Scott 4

Album: Scott 4
Artist: Scott Walker
Born: Hamilton, Ohio 
Released: November 1969
Genre: Baroque
Influenced: David Bowie, Divine Comedy, Pulp, Radiohead


All of the Scott albums are fascinating if challenging listens, but I find the last of them (Scott 4) the most interesting musically and lyrically. This is his first solo album not to contain any Jacques Brel covers, though the influence on his highly imaginative and poetic songwriting is still there. The strings that dominated his earlier albums have also given way to something more sparse and complementary. Seventh Seal sounds like the soundtrack to a cosmic western, a dramatic battle of chess with the Grim Reaper. Knowledge of the Bergman film of the same title isn't essential, but it certainly helps visualise the song. In one of the album's many sharp shifts in style, On Your Own Again is Walker sounding like a sadder, more intellectual version of Frank Sinatra. The World's Strongest Man is the simplest love song on the album, and no less enjoyable for that, with Walker in laid-back scat singing mode as the track fades. Angels of Ashes is my highlight of side 1, a spiritual song about heavenly, unknowable female figures that reminds me of Leonard Cohen at his best. Boy Child is almost its match in terms of majesty, and no less mysterious.

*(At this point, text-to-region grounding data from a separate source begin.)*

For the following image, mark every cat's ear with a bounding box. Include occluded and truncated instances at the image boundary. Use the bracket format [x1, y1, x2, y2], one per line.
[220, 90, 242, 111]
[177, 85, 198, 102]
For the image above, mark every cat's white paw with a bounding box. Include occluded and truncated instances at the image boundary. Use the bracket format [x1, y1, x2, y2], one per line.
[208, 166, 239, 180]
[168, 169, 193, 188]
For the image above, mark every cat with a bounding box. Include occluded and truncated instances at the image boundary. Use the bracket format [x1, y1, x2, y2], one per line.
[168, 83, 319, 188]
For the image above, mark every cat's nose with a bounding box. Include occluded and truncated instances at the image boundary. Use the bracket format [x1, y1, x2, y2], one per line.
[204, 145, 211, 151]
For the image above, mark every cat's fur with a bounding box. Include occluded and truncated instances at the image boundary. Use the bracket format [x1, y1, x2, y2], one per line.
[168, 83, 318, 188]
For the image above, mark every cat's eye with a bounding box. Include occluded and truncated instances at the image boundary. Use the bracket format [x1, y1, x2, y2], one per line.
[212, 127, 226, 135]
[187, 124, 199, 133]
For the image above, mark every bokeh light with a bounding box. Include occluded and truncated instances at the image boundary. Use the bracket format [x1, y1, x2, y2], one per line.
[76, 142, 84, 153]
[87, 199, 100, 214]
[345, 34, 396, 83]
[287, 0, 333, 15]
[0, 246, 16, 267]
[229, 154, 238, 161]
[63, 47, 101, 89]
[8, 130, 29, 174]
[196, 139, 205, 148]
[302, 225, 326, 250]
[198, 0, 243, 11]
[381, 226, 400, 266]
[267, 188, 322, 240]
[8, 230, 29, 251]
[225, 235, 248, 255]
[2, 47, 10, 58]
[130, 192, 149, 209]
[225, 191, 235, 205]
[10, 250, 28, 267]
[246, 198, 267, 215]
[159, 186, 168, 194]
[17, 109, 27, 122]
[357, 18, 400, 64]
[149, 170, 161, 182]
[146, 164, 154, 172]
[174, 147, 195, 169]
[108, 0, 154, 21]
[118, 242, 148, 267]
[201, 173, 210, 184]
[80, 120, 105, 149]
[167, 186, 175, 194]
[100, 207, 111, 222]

Hero of the War sounds like a pared-down version of a song by Love, with the tambourine sound and (especially) that guitar line, dumm-de-dumm-de-dumm-dum-dum. The Old Man's Back Again has a more soulful, funky sound. Duchess is another highlight, my favourite vocal performance on the album. Hearing this, it's hard to fathom the much darker, misanthropic turn that Walker's music would take in later life. Get Behind Me is the closest Walker gets to a straight rock song, while Rhymes of Goodbye is almost country rock (pedal guitar). After Scott 3 (which Walker says was written in 3/4 time and didn't give people anything to dance to anymore), sales of his albums tailed off until, in his own words, he was considered a "leper" commercially. After years of drinking and only the occasional re-emergence from the wilderness, Walker would come back as an entirely new and original artist in the 80s. Orpheus back from the underworld.